A linha que separa a retórica política e o tecnicismo governamental guarda grande capacidade de provocar ruídos. O debate puxado pelo presidente Luiz Inácio Lula da Silva sobre a conveniência da atual política de juros do Banco Central — que envolve, inclusive, a autonomia da autoridade monetária frente ao Executivo — está longe de ser um caso isolado ou um fenômeno dos dias atuais.

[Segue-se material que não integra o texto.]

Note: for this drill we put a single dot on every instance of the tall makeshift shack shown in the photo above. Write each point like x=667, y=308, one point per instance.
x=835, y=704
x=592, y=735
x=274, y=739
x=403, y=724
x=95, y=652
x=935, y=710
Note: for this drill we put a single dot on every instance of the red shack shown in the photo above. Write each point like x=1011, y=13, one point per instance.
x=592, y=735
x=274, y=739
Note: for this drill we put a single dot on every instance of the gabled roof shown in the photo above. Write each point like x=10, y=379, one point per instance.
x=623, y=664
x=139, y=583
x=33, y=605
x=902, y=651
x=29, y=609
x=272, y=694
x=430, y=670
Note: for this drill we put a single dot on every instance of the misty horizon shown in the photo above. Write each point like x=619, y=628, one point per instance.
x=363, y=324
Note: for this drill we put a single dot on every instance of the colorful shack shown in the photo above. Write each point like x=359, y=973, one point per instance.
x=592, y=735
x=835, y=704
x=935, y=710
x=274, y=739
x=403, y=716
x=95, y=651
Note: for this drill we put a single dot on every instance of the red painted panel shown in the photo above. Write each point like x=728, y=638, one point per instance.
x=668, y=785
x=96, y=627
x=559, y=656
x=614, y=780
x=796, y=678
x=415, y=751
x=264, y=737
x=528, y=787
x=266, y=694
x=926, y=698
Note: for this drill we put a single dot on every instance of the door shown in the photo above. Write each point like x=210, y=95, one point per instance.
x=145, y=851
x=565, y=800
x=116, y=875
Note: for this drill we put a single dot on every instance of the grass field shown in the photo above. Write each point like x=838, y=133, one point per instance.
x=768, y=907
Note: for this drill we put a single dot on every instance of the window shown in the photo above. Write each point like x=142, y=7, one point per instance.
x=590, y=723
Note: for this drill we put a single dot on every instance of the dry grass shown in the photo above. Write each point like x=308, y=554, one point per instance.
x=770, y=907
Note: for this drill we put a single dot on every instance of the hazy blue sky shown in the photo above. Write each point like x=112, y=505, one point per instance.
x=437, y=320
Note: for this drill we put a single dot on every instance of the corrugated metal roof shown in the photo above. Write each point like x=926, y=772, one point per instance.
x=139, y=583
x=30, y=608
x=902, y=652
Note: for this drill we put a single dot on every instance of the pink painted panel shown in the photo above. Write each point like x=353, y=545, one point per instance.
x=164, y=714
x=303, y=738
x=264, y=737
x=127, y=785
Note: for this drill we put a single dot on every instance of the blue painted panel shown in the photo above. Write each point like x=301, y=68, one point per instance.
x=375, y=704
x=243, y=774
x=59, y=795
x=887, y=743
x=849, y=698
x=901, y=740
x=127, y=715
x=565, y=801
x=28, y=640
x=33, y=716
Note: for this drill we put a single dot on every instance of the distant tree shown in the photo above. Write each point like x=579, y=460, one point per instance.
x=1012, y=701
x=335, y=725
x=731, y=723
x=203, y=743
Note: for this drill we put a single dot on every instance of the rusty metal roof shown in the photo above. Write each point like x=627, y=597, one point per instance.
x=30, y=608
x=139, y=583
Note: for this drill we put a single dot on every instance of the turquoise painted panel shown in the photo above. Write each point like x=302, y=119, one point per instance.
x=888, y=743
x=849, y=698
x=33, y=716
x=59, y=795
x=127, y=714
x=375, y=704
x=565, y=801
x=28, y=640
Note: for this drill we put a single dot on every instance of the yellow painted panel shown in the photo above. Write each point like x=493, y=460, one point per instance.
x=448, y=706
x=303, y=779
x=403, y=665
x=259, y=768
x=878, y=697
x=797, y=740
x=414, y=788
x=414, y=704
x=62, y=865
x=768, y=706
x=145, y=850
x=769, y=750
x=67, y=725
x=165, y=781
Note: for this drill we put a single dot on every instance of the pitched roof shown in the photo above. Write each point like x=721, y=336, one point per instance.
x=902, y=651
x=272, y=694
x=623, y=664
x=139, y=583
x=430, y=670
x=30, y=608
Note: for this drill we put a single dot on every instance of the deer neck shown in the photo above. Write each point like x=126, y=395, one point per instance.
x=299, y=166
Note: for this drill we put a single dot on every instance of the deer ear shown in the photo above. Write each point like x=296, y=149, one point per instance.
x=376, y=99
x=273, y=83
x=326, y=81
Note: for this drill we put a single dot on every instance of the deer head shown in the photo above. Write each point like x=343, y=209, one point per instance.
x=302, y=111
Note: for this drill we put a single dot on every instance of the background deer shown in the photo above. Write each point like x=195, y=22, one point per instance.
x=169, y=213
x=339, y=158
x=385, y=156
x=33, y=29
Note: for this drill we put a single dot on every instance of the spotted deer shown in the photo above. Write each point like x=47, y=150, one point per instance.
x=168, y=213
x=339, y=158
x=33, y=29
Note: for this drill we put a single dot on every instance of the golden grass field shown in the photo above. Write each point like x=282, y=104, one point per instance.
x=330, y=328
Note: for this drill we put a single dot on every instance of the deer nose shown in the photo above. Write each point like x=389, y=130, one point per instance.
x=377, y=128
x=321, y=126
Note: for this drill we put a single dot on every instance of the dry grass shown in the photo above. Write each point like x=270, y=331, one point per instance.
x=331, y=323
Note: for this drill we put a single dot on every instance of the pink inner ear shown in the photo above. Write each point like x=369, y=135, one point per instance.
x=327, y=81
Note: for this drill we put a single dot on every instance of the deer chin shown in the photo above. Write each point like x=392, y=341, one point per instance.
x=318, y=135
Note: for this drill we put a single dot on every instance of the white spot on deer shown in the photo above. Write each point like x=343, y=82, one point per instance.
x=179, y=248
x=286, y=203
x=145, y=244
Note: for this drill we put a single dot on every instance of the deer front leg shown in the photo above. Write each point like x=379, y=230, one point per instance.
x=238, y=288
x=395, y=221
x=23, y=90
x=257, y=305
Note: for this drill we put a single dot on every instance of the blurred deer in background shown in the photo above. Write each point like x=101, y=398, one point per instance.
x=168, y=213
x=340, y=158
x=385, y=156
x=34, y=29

Nos últimos 10 anos, a manutenção do capital político, em detrimento das recomendações técnicas, marcaram os governos de Jair Bolsonaro (PL) e de Dilma Rousseff (PT). A ex-presidente, por exemplo, bancou a política de expansão de gastos nos primeiros quatro anos de governo. Ela foi reeleita, mas, no segundo mandato, diante do recrudescimento dos desequilíbrios fiscais e da escalada da inflação, tentou dar uma virada ortodoxa ao chamar Joaquim Levy, "o homem do ajuste", para calar as críticas que minavam sua base no Congresso. Ao fim, acabou tragada pela instabilidade política que levou ao impeachment. Também em sua gestão, o Brasil perdeu o grau de investimento que atestava a solidez das contas públicas.
Nova tentativa de ajuste das contas públicas foi feita na gestão de Michel Temer (MDB), com a aprovação, na Câmara e no Senado, da Lei do Teto de Gastos, que funciona até hoje como âncora fiscal. Outra decisão do governo do emedebista que provoca reflexos até hoje é a paridade de preços dos combustíveis com as cotações internacionais, que o atual governo Lula tenta alterar. Ambos os casos ilustram aderência de Temer à cartilha de sua equipe econômica.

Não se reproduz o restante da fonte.